To generate the GMM model:
#Generate GMM model and fit the data
def gengmm(nc=4, n_iter = 2):
    g = mixture.GMM(n_components=nc)  # number of components
    g.init_params = ""  # No initialization
    g.n_iter = n_iter   # iteration of EM method
    return g
To fit the GMM to the data, just call the .fit method, which will return the GMM with related parameters.

To plot the GMM model:
def plotGMM(g, n, pt):
    delta = 0.025
    x = np.arange(-10, 10, delta)
    y = np.arange(-6, 12, delta)
    X, Y = np.meshgrid(x, y)

    if pt == 1:
        for i in xrange(n):
            Z1 = gaussian_2d(X, Y, g.means_[i, 0], g.means_[i, 1], g.covars_[i, 0], g.covars_[i, 1])
            plt.contour(X, Y, Z1, linewidths=0.5)

    #print g.means_
    plt.plot(g.means_[0][0],g.means_[0][1], '+', markersize=13, mew=3)
    plt.plot(g.means_[1][0],g.means_[1][1], '+', markersize=13, mew=3)
    plt.plot(g.means_[2][0],g.means_[2][1], '+', markersize=13, mew=3)
    plt.plot(g.means_[3][0],g.means_[3][1], '+', markersize=13, mew=3)
    
    #plot the GMM with mixing parameters (weights)
    #i=0
    #Z2= g.weights_[i]*gaussian_2d(X, Y, g.means_[i, 0], g.means_[i, 1], g.covars_[i, 0], g.covars_[i, 1])
    #for i in xrange(1,n):
    #    Z2 = Z2+ g.weights_[i]*gaussian_2d(X, Y, g.means_[i, 0], g.means_[i, 1], g.covars_[i, 0], g.covars_[i, 1])
    #plt.contour(X, Y, Z2)


The main function:
obs = gendata()
fig = plt.figure(1)
g = gengmm(4, 100)
g.fit(obs)
plt.plot(obs[:, 0], obs[:, 1], '.', markersize=3)
plotGMM(g, 4, 0)
plt.title('Gaussian Mixture Model')
plt.show()


To intuitively show how EM approach works, Gaussian mixtures fitted in different iterations can be plotted:
g = gengmm(4, 1)
g.fit(obs)
plt.plot(obs[:, 0], obs[:, 1], '.', markersize=3)
plotGMM(g, 4, 1)
plt.title('Gaussian Models (Iter = 1)')
plt.show()

g = gengmm(4, 5)
g.fit(obs)
plt.plot(obs[:, 0], obs[:, 1], '.', markersize=3)
plotGMM(g, 4, 1)
plt.title('Gaussian Models (Iter = 5)')
plt.show()

g = gengmm(4, 20)
g.fit(obs)
plt.plot(obs[:, 0], obs[:, 1], '.', markersize=3)
plotGMM(g, 4, 1)
plt.title('Gaussian Models (Iter = 20)')
plt.show()

g = gengmm(4, 100)
g.fit(obs)
plt.plot(obs[:, 0], obs[:, 1], '.', markersize=3)
plotGMM(g, 4, 1)
plt.title('Gaussian Models (Iter = 100)')
plt.show()

The plot of different iterations in EM method shows in the following, one can see that the Gaussian models are incrementally updated and refined to fit the data. Both the means (cross markers in the figure) and covariances (curves in the figures) are updated during the iteration, until the approach converges.

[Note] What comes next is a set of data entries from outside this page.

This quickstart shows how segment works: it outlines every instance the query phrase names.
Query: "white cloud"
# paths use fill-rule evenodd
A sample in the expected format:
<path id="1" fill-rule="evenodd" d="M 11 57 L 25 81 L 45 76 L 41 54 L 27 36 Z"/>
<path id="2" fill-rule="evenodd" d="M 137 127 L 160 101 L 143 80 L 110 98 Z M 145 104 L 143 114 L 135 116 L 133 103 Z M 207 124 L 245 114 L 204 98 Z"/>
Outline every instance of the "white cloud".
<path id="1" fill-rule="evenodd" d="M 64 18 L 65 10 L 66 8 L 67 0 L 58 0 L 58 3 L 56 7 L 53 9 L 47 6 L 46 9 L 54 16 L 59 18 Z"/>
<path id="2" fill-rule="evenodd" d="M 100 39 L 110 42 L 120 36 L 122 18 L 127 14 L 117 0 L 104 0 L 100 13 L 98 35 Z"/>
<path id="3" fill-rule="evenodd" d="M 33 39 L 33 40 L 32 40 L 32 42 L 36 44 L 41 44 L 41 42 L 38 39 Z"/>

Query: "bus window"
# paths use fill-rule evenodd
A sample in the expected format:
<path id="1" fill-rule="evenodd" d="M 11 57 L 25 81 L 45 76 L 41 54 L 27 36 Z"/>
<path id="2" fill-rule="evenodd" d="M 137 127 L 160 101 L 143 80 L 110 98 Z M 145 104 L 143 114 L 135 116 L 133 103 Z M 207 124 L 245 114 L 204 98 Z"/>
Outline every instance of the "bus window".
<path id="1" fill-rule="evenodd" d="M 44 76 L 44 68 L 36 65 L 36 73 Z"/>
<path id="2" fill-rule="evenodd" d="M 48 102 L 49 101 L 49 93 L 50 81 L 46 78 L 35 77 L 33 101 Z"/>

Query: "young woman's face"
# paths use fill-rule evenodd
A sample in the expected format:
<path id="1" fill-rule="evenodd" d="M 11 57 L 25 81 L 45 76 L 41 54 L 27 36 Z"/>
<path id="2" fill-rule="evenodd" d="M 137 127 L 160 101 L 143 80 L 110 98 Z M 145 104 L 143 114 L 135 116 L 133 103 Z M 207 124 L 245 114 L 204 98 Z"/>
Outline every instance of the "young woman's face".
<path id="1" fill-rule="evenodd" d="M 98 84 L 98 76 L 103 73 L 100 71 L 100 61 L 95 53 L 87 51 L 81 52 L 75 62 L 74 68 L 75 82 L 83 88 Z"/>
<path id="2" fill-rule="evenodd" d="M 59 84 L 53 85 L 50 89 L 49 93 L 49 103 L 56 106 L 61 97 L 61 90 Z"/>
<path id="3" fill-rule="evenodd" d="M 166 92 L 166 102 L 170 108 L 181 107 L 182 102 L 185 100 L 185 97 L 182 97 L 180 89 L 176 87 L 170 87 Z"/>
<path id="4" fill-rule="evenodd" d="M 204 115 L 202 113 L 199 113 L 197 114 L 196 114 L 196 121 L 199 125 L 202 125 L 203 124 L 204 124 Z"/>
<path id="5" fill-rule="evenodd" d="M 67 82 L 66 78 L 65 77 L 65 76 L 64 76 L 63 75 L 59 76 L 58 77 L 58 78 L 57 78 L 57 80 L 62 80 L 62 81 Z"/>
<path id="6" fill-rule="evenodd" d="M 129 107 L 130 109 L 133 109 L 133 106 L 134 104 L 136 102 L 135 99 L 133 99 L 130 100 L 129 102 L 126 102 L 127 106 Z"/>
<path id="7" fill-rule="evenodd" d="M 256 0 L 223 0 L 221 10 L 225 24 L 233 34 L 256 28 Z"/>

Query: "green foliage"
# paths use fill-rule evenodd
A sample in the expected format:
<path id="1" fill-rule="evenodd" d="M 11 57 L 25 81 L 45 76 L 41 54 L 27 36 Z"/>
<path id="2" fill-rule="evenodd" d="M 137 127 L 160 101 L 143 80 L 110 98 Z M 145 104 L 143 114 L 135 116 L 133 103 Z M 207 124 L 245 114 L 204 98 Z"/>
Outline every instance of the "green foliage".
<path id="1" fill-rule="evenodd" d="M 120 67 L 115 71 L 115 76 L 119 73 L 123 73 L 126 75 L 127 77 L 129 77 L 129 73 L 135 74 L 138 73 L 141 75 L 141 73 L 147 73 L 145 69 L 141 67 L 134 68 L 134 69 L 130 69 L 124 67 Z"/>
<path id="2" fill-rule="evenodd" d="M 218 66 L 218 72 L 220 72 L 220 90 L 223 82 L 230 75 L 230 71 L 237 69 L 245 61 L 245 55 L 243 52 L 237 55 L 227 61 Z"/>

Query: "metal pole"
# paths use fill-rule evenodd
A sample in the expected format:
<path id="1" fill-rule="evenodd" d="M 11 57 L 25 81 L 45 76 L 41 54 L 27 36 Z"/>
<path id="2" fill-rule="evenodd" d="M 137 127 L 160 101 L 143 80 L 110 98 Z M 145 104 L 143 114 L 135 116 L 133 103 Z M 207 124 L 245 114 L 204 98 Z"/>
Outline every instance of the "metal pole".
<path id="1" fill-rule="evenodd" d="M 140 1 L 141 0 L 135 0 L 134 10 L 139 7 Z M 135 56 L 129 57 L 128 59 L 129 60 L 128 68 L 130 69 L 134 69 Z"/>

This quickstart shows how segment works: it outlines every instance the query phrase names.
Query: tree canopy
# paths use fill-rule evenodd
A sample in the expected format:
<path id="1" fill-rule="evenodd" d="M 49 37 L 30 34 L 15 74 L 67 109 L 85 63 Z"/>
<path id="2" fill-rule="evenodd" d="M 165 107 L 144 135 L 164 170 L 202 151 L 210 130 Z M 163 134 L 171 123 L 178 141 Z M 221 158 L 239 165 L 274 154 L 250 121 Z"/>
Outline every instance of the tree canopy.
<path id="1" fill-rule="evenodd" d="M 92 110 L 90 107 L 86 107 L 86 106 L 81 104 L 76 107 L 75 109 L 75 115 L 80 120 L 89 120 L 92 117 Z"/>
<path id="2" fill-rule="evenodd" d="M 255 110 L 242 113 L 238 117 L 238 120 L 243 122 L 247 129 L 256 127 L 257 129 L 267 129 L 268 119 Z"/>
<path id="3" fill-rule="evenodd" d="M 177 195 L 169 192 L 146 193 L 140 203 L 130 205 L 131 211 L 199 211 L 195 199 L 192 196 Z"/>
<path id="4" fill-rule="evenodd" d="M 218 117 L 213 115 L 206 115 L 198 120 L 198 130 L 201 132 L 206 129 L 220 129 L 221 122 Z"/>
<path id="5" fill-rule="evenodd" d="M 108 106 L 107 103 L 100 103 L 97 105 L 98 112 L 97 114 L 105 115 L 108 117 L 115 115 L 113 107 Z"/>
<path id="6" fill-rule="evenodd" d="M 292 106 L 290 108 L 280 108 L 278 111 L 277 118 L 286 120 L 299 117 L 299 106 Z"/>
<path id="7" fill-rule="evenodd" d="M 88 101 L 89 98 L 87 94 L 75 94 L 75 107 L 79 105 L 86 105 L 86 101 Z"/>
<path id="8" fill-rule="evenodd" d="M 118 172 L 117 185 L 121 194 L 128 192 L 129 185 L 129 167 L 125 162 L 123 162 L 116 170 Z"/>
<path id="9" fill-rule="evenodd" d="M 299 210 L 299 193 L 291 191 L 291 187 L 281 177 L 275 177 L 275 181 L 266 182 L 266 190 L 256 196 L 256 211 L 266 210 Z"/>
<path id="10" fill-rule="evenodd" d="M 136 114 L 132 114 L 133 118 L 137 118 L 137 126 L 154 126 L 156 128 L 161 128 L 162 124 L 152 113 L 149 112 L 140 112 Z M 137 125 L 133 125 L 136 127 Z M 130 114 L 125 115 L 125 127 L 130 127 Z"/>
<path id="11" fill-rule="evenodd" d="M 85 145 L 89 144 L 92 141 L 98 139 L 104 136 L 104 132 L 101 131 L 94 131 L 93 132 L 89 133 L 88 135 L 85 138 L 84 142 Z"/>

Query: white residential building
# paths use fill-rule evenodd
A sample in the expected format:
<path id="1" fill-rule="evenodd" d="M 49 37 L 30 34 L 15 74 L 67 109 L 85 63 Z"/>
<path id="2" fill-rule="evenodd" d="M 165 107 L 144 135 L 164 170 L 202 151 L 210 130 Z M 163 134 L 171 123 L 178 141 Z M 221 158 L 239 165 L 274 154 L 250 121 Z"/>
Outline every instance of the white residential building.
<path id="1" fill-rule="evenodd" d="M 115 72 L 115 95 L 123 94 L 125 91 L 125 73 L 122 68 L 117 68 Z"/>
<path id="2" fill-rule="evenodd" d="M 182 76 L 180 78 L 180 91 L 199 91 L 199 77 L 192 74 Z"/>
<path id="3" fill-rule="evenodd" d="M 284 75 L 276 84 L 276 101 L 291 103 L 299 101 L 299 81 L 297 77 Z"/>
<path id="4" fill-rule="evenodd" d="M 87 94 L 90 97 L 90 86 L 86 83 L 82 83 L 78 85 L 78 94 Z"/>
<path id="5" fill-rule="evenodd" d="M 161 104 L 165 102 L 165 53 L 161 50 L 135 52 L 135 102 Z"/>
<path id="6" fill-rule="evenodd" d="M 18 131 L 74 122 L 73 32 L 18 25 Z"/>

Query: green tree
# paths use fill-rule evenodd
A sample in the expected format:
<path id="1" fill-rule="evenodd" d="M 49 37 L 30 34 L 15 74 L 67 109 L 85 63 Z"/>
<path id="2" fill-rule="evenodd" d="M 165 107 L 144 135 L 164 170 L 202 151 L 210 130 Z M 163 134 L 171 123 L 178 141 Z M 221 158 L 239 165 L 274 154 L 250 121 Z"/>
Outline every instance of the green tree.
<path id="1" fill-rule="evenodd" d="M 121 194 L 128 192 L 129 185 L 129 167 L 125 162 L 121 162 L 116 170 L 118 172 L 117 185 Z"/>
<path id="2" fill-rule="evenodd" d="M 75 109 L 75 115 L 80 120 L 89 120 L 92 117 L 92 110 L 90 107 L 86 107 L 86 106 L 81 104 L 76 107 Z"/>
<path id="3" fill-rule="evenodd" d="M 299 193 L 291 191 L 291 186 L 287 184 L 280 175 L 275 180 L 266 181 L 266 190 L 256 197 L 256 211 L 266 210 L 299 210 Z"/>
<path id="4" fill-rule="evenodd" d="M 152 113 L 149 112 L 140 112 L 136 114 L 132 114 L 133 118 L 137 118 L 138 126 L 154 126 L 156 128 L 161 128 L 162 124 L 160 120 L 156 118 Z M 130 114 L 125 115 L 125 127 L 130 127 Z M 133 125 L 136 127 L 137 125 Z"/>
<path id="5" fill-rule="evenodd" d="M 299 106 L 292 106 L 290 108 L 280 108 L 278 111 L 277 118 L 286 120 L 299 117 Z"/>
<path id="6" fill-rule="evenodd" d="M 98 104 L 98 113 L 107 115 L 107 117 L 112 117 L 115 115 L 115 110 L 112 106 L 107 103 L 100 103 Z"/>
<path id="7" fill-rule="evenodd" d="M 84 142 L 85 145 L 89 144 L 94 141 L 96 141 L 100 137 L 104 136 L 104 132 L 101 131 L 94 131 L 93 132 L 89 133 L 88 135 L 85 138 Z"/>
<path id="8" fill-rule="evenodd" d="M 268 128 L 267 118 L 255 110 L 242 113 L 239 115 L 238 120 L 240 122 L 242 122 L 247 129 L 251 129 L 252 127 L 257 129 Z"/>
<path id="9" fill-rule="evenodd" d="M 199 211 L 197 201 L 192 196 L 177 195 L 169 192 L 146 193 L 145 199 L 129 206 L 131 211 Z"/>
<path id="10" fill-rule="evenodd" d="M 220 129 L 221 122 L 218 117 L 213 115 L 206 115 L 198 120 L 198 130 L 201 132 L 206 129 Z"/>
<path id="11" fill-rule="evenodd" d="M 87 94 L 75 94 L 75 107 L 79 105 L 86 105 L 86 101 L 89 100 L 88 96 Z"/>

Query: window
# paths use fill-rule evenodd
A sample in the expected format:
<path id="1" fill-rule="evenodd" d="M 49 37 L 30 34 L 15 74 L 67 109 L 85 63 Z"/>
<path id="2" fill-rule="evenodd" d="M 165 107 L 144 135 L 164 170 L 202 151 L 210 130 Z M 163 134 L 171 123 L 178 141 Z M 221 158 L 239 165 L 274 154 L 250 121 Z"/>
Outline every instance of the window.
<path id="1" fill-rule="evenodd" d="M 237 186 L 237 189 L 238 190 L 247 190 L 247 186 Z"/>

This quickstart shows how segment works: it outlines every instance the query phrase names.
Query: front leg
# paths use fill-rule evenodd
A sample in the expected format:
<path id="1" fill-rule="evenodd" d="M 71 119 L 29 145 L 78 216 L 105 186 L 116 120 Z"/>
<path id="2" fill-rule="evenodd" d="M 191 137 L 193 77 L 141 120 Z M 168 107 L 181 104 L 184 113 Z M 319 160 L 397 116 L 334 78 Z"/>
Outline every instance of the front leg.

                        Figure 4 Gaussian Mixture Model fitted using different EM iterations. 

If we consider the GMM with the weights (Mixing parameters \(\pi\)), the plotting is shown like the following figure:


                 Figure 5 Gaussian Mixture Model after iterations of EM approach (draw with weights)